Writing results in the 70s two years in a row would’ve been unthinkable 2 years ago.  It’s just what we do. 

As for children taking level 6 … it’s what we do.

If you measure it via a balance of time versus progress made over an evolutionary continuum as opposed to quantifiable empirical data, then you’re not having a lot of fun if you’re the kind of saddo who knows what half of those words mean.

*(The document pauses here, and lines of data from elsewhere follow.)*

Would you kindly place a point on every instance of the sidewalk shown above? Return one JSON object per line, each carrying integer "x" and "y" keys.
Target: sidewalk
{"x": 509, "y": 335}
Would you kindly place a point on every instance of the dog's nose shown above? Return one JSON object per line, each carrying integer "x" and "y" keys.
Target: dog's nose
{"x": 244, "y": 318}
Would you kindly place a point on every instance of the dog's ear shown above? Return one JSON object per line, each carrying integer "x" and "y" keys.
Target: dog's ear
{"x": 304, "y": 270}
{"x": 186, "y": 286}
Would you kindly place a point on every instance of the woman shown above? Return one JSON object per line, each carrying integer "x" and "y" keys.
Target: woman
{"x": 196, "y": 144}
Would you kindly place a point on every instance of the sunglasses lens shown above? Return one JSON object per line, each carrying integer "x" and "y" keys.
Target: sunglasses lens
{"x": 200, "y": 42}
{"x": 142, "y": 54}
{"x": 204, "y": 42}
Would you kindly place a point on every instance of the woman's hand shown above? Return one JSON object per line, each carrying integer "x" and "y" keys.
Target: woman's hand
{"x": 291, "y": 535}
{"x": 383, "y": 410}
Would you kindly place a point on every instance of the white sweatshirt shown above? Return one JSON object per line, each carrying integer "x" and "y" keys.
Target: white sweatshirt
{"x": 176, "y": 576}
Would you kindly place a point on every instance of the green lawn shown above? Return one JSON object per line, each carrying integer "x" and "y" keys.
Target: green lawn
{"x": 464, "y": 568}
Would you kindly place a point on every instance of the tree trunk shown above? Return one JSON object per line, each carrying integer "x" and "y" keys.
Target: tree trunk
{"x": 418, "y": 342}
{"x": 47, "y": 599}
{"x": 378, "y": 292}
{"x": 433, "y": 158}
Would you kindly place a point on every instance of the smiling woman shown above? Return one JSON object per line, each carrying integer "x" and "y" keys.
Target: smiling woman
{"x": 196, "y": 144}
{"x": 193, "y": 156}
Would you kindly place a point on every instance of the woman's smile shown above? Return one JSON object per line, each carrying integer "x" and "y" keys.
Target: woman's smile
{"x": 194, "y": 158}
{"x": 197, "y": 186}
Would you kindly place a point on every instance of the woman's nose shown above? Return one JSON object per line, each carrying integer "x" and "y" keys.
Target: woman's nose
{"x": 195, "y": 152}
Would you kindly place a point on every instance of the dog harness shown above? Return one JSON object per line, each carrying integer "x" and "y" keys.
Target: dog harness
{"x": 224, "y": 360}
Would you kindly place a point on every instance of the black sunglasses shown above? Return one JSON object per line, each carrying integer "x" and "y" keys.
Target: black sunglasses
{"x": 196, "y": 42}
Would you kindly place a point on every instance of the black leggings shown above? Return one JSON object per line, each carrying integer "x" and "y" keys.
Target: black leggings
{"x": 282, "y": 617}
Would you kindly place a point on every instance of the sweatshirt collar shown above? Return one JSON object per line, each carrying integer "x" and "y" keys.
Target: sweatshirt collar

 I’d prefer to sum it up thus:  we know, in our heart of hearts, that we’re on the right track.  We know how good our teaching is, how good our work is and what we achieve for the lives of the children and families of Southmead on a daily basis.  We continue to be proud to serve the children and families from Doncaster Road, over to Pen Park and between Greystoke Avenue and Southmead Road.  And anywhere else for that matter.  It was never our job: it was our privilege.

The measure perhaps should be woven into the cobbles of Greystoke, instead of coldly dissected at Whitehall. 

Let me conclude another year’s worth of utter edrivel by saying a simple “Thank you” – to our children for their unswerving efforts to be better; to our staff for buying into chronically high expectations and delivering exceptionally high standards (both measurable and non); to our governors for standing by our convictions; to the community for the support they never fail to give us.  One thing that will remain utterly unmeasurable is how proud I am to be the head of our organization, and my feelings about what we have collaboratively built.

Have the most wonderful of summers everyone.  Next year, we aspire-achieve-enjoy even more.


That, with my inestimable gratitude, is all.